Enforcement of arbitral awards by national courts is central to the international arbitration regime’s protections. However, there remains an important loophole in the provisions for execution of arbitral awards, even those that are enforceable: Claims of sovereign immunity. While the past decades have seen a shift in the doctrine of sovereign immunity from absolute to restrictive, claims of sovereign immunity remain available to states brought before the courts of another state. The protection provided by the arbitration agreement is rendered illusory if the state against which execution is sought can defend against enforcement of the award through claims of sovereign immunity. The investor, having prevailed in arbitration, will be left with an award that cannot be satisfied.

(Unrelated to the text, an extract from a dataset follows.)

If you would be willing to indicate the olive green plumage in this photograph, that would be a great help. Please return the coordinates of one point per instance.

This Note begins by examining the law that governs the enforcement and execution of international arbitration awards and the domestic law of sovereign immunity in Part II. In Part III, case studies from a number of jurisdictions are presented in order to demonstrate the problems that investors face when a state claims sovereign immunity to avoid paying an award. Part IV then explores the regime of Bilateral Investment Treaties (BITs), a rapidly expanding practice by which states form sovereign agreements that permit their national investors to bring disputes against the signatory sovereign in arbitration. For reasons that this Note examines, concerns about sovereign immunity may be particularly problematic in the BIT context. The BIT context is thus a lens through which the costs to both states and the international trade regime that arise from refusals to enforce such awards become apparent. Part VI examines a number of ways that the problems with sovereign immunity might be mitigated.